Hitos del proyecto: Tenga en cuenta que ningún proyecto se desarrolla exactamente como está previsto. Identifique algunos hitos -fechas límite o eventos clave- para comprobar su progreso, recabar opiniones y hacer los ajustes necesarios.

Consejo profesional: Dedique unos minutos más a considerar los riesgos de su plan. ¿Qué podría salir mal y qué impacto tendría cada imprevisto? Anticiparse y planificar los contratiempos ahora significa menos sorpresas potenciales después.

5. ¿Cómo nos comunicaremos durante el proyecto?

Esta pregunta puede evitar que: se ciegue a la gente con noticias tardías de que el proyecto ha terminado o se ha desviado; que se pierda productividad porque la gente está confundida o no sabe qué hacer a continuación; que se convierta en un cuello de botella porque usted es el único que tiene información relevante.

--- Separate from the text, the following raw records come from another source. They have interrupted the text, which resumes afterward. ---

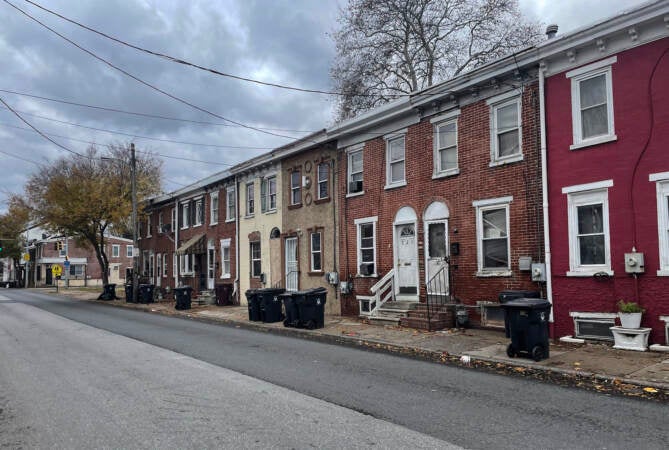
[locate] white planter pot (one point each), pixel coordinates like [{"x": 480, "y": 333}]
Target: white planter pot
[{"x": 630, "y": 320}]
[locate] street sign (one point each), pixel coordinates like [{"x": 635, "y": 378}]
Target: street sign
[{"x": 56, "y": 270}]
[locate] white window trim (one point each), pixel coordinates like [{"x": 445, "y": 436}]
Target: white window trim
[
  {"x": 581, "y": 195},
  {"x": 213, "y": 200},
  {"x": 496, "y": 103},
  {"x": 391, "y": 138},
  {"x": 225, "y": 243},
  {"x": 436, "y": 160},
  {"x": 583, "y": 73},
  {"x": 483, "y": 205},
  {"x": 662, "y": 189},
  {"x": 373, "y": 220}
]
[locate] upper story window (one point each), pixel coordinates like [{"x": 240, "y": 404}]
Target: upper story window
[
  {"x": 295, "y": 187},
  {"x": 395, "y": 161},
  {"x": 250, "y": 205},
  {"x": 231, "y": 203},
  {"x": 446, "y": 144},
  {"x": 213, "y": 208},
  {"x": 588, "y": 220},
  {"x": 506, "y": 129},
  {"x": 592, "y": 103},
  {"x": 492, "y": 232},
  {"x": 355, "y": 171}
]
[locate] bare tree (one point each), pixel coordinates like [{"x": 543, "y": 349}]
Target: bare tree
[{"x": 389, "y": 48}]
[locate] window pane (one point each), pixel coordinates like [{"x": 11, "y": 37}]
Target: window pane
[
  {"x": 590, "y": 219},
  {"x": 495, "y": 253},
  {"x": 593, "y": 91},
  {"x": 592, "y": 249},
  {"x": 494, "y": 223},
  {"x": 507, "y": 143}
]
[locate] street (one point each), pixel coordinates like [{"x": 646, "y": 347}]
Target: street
[{"x": 83, "y": 375}]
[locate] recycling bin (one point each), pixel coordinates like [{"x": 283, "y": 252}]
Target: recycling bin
[
  {"x": 270, "y": 304},
  {"x": 311, "y": 308},
  {"x": 182, "y": 296},
  {"x": 146, "y": 293},
  {"x": 526, "y": 323},
  {"x": 289, "y": 300}
]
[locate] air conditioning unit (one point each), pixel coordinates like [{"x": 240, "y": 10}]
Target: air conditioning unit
[
  {"x": 367, "y": 269},
  {"x": 355, "y": 186}
]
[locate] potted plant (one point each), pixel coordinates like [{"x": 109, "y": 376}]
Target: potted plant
[{"x": 629, "y": 314}]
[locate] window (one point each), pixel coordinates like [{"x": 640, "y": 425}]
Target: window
[
  {"x": 213, "y": 208},
  {"x": 592, "y": 103},
  {"x": 492, "y": 231},
  {"x": 395, "y": 162},
  {"x": 446, "y": 148},
  {"x": 231, "y": 210},
  {"x": 256, "y": 268},
  {"x": 323, "y": 175},
  {"x": 662, "y": 188},
  {"x": 295, "y": 187},
  {"x": 588, "y": 217},
  {"x": 199, "y": 212},
  {"x": 355, "y": 172},
  {"x": 506, "y": 131},
  {"x": 225, "y": 258},
  {"x": 366, "y": 230},
  {"x": 316, "y": 252},
  {"x": 250, "y": 206},
  {"x": 268, "y": 194}
]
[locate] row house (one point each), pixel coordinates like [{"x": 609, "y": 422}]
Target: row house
[
  {"x": 187, "y": 237},
  {"x": 438, "y": 198}
]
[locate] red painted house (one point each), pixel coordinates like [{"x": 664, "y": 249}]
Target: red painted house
[{"x": 607, "y": 136}]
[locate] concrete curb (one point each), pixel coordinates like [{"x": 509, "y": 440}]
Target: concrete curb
[{"x": 590, "y": 381}]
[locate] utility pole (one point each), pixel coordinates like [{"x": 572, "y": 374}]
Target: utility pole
[{"x": 135, "y": 247}]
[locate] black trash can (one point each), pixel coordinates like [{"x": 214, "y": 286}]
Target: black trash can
[
  {"x": 253, "y": 300},
  {"x": 526, "y": 323},
  {"x": 311, "y": 308},
  {"x": 146, "y": 293},
  {"x": 290, "y": 306},
  {"x": 182, "y": 296},
  {"x": 270, "y": 304}
]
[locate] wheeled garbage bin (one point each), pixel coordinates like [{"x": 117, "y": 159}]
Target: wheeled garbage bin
[
  {"x": 270, "y": 304},
  {"x": 526, "y": 323},
  {"x": 183, "y": 297},
  {"x": 311, "y": 307}
]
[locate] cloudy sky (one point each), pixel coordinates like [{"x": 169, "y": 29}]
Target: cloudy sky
[{"x": 277, "y": 41}]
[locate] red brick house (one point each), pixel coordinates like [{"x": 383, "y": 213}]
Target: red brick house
[
  {"x": 607, "y": 135},
  {"x": 439, "y": 198}
]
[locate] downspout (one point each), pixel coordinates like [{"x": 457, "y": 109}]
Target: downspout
[{"x": 544, "y": 190}]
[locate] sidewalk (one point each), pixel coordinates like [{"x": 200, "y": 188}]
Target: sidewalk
[{"x": 591, "y": 366}]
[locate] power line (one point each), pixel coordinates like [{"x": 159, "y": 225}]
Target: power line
[
  {"x": 197, "y": 66},
  {"x": 153, "y": 116},
  {"x": 145, "y": 83}
]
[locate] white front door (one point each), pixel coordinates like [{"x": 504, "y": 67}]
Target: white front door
[
  {"x": 436, "y": 272},
  {"x": 406, "y": 259},
  {"x": 291, "y": 264}
]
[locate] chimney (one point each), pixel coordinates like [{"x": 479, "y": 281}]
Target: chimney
[{"x": 551, "y": 31}]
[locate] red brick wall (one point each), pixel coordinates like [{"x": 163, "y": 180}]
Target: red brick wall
[
  {"x": 476, "y": 181},
  {"x": 635, "y": 128}
]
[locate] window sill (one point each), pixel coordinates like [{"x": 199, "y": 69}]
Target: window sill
[
  {"x": 354, "y": 194},
  {"x": 509, "y": 160},
  {"x": 594, "y": 141},
  {"x": 588, "y": 273},
  {"x": 494, "y": 273},
  {"x": 395, "y": 185},
  {"x": 446, "y": 174}
]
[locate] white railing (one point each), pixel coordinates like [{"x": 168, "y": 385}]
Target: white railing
[{"x": 383, "y": 290}]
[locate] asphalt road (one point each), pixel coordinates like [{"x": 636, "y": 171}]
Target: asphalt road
[{"x": 414, "y": 399}]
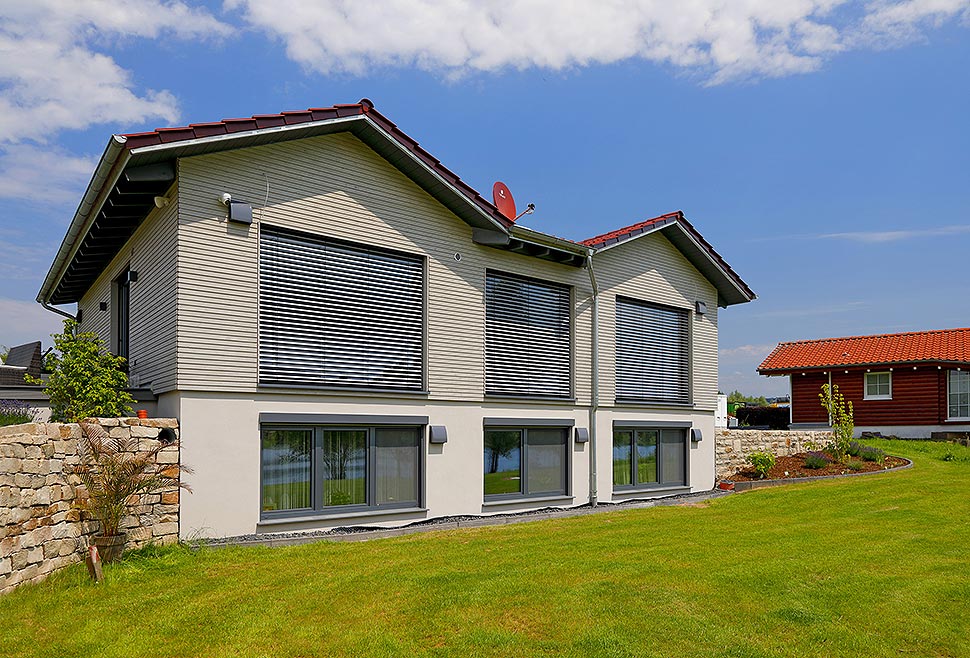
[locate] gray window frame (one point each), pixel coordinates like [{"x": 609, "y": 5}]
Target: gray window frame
[
  {"x": 523, "y": 429},
  {"x": 570, "y": 320},
  {"x": 659, "y": 427},
  {"x": 688, "y": 374},
  {"x": 363, "y": 248},
  {"x": 316, "y": 470}
]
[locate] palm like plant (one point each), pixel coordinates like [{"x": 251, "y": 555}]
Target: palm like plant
[{"x": 114, "y": 473}]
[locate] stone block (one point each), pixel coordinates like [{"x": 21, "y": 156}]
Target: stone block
[
  {"x": 161, "y": 529},
  {"x": 140, "y": 432}
]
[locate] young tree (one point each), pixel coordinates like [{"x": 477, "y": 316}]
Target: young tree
[{"x": 85, "y": 380}]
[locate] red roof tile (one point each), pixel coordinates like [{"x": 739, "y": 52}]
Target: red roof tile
[{"x": 944, "y": 345}]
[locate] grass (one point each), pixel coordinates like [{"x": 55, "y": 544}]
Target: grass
[{"x": 870, "y": 566}]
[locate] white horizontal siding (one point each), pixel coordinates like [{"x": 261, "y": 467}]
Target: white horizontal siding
[
  {"x": 651, "y": 269},
  {"x": 334, "y": 186},
  {"x": 151, "y": 252}
]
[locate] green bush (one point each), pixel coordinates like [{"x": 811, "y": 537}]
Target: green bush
[
  {"x": 85, "y": 380},
  {"x": 762, "y": 462}
]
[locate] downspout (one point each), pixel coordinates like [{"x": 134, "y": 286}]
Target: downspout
[
  {"x": 58, "y": 311},
  {"x": 594, "y": 378}
]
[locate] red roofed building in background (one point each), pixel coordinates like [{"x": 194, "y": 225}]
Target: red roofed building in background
[{"x": 910, "y": 384}]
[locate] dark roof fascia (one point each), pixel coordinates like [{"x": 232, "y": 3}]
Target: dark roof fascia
[
  {"x": 731, "y": 289},
  {"x": 860, "y": 366}
]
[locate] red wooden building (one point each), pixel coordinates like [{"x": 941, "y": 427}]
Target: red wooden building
[{"x": 908, "y": 385}]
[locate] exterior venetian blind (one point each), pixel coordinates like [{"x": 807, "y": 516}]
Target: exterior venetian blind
[
  {"x": 527, "y": 336},
  {"x": 339, "y": 314},
  {"x": 652, "y": 360}
]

Aunque en general es mejor comunicar de más que de menos, tampoco hay que bombardear a la gente con información que no es relevante para ellos. Para cada persona o grupo implicado en su proyecto, decida qué, cuándo y cómo piensa comunicarlo. Por ejemplo:

Hacedores: Reuniones diarias; un rastreador de tareas compartido para que la gente pueda ver dónde está el trabajo y anticipar cuándo llegará a su destino; y reuniones de equipo y 1 a 1 según sea necesario para la resolución de problemas.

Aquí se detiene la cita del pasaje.